Product build

PagePurger
Three dollars a page to read junk

Solo build AWS Batch Bedrock Python 2026

In medical-legal record review, a person reads every page and bills for it, around three dollars a page. The catch is that a huge share of those pages are duplicates and filler: the same fax sent four times, blank separator sheets, records that have nothing to do with the case. PagePurger reads the stack first and pulls out the pages nobody should be paying to review.

Architecture: client records arrive over SFTP into an AWS Batch GPU pipeline that classifies each page for relevance with Bedrock Claude Haiku and dedupes with SHA-256 plus perceptual hashing, checkpointing so it can resume past 8,000 pages, and emits a review set with excluded pages, a CSV, and an invoice.
How it worked: SFTP intake to a finished review set, with a record of every cut.

The problem

A single case file can run past eight thousand pages. At three dollars each, the duplicates and the dead weight alone are a serious bill, paid by a human reading things a glance would reject. But you cannot just delete pages on a hunch in a legal record. Every keep-or-drop call has to be defensible later, which is exactly why people read all eight thousand by hand.

The build

Files arrived over SFTP and the heavy work ran on AWS Batch with GPU machines.
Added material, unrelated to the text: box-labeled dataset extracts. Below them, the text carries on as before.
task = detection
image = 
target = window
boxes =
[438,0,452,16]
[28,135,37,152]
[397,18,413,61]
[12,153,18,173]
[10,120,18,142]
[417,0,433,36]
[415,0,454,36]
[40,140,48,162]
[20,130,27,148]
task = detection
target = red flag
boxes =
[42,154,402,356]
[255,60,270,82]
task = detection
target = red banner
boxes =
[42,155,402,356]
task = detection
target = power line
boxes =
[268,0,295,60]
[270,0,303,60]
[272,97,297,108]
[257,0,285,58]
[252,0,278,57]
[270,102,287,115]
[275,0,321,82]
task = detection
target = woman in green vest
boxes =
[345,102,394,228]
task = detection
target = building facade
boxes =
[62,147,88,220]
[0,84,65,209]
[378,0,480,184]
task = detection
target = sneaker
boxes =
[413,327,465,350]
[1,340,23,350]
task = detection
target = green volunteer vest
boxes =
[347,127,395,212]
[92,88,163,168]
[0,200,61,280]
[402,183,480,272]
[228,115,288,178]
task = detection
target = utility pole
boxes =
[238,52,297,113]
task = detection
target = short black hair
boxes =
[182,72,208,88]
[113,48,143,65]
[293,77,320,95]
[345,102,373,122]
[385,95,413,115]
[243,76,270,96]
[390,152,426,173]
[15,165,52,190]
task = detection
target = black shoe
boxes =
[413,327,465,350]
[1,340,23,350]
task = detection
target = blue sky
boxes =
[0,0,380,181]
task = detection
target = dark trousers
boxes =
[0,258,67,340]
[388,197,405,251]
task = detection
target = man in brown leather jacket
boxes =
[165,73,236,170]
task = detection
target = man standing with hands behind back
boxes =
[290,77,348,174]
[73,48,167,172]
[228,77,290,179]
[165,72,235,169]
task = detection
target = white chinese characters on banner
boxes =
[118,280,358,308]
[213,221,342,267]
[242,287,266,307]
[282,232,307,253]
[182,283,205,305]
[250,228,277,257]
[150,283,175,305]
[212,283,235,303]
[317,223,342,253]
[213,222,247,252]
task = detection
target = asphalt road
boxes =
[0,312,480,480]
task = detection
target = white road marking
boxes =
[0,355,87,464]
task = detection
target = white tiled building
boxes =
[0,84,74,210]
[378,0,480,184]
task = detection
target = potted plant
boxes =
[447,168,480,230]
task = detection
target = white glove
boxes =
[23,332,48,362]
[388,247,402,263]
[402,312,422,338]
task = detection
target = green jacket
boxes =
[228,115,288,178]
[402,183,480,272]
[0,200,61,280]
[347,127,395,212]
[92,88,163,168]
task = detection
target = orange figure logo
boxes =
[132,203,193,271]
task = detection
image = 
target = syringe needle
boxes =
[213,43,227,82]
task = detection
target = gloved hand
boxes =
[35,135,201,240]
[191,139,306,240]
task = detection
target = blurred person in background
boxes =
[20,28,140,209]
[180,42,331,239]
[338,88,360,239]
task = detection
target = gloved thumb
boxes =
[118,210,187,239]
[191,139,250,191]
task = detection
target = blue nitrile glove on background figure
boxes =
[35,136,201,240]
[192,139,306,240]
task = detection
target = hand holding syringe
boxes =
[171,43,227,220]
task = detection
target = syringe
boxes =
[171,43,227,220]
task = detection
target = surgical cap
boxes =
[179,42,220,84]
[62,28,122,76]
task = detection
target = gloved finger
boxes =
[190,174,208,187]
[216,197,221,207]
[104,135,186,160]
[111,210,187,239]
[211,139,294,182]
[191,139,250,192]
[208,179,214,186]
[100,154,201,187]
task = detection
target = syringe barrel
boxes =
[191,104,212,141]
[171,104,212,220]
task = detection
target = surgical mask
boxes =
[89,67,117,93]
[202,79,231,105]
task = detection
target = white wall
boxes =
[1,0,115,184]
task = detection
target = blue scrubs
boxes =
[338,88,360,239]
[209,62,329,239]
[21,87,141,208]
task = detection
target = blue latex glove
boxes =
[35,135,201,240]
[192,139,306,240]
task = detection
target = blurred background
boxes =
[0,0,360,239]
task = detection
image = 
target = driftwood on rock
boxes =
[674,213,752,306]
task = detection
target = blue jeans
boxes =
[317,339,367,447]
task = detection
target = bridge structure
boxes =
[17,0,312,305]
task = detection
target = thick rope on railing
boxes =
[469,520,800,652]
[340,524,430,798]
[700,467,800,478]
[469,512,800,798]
A model classified each page for whether it mattered to the case, Claude Haiku on Bedrock or an OpenAI model. It caught duplicates two ways: exact copies by a straight fingerprint of the file, and the near-duplicates, the rescanned page that sits a hair off the original, by perceptual hashing that compares what the page looks like rather than its bytes.

An eight-thousand-page job cannot afford to die at page seven thousand, so it checkpointed as it went and picked back up where it stopped. The output was not one file but a set: the pages to review, the pages pulled out, the watermarked originals, a spreadsheet of every decision, and the invoice. A dashboard showed it happening live.

The outcome

The reviewer opened a stack with the junk already pulled, and a log of why each removed page went, because on a legal record someone can always come back and ask. The models did the routine part. Earning enough trust to drop a page was the part that took real work.